The one figure I have not touched is Howard Somers. Perhaps this is because I never understood him particularly, never greatly liked him. Katherine’s passion for him had always mystified me.
But Howard was to add his own contribution to our mystery, and that by the simple act of dying. It was not unexpected, although Katherine had sturdily refused to accept it, or to face its possibility. I fancy that there must have been times after that almost fatal attack the summer before when she was abroad, when he must have wanted to talk to her. There are many things in the heart and mind of a man facing death which must long for expression.
But I know from Judy that her mother never let him speak. It was as though, by admitting the fact, she would bring it closer.
“We really ought to paint the place at Southampton, before we go up next summer,” she would say.
And her eyes would defy him, dare him to intimate that there might be no next summer for him.
All this I was to learn from Judy later on, trying perplexedly to understand the situation among the three of them, and that strange silence of Howard’s about matters which concerned them all.
“Probably he wanted to tell her, poor darling,” she said. “But how could he? She wouldn’t let him. It was like Wallie, only worse. She wouldn’t speak about Wallie, you know.”
“Do you think he was seeing Wallie?”
She shrugged her shoulders.
“He must have been, but he never said anything. He never even told her that Wallie had been with him when he took sick last summer. I suppose he didn’t want to hurt her.”
And, without being aware of it, she had drawn a picture for me which was profoundly to affect my judgment later on; of the barrier Katherine had for years been erecting between Howard and his son, and of a relationship there perhaps closer than she imagined.
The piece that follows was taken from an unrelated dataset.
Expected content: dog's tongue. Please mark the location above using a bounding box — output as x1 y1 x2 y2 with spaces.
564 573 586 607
The two driven to meetings practically clandestine, and Wallie with Margaret’s charm, her eyes, much of her beauty, making his definite claim on his father’s affection.
A conversation I was to have with Doctor Simonds later on was to confirm this.
“W
hatever their trouble had been,” he said, “they had patched it up. Wallie was there every day. For a night or two he slept there, in the suite. Later on he relieved the nurse for a daily walk. He was Johnny on the spot all through.”
He had insisted on knowing his father’s condition, and had gone rather pale when he learned it.
“How long?”
“A year. Two years. Nobody can say. It might even be longer.”
But that was some time later.
Howard had died on Tuesday night, or rather some time early on Wednesday morning. A footman called me to the telephone, but it was, of all people in the world, Mary Martin who spoke to me.
“I am sorry to have bad news for you,” she began, and went on to tell me. Mr. Somers had seemed fairly well during the evening. Miss Judy had sat with him until after eleven. At eleven Evans, his valet, had brought a whisky and soda and placed it in his bedroom, and a short time after that Judy had gone to bed.
Katherine had found him in the morning, in his dressing gown and slippers, lying across the bed as he had fallen.
I took the eleven o’clock train and was at the apartment at something after two that afternoon. Mary was in the hall when I was admitted, her red head flaming over her decorous black frock. She was talking competently and quietly with what I gathered was an undertaker’s assistant, and she greeted me with considerable manner.
“Mrs. Somers is trying to get some rest,” she said. “Have you lunched, or shall I order something for you?”
“I have lunched, Mary. When did it happen?”
“The doctors think between three and four this morning. It was his heart.”
“Then there will be no inquest?”
“Inquest?” I thought she looked at me strangely, as though I had shocked her. “No. It was not unexpected.”
She went on, as she led me to my room. The doctors had not been surprised. He had died very quietly, that was one comforting thing. And she had notified the family. She had called up Mr. Blake, and had telegraphed Laura. Also—she hoped this was all right—she had sent a wire to Mr. Walter.
“Why not?” I said rather sharply. “He is his son. And is Mr. Blake coming?”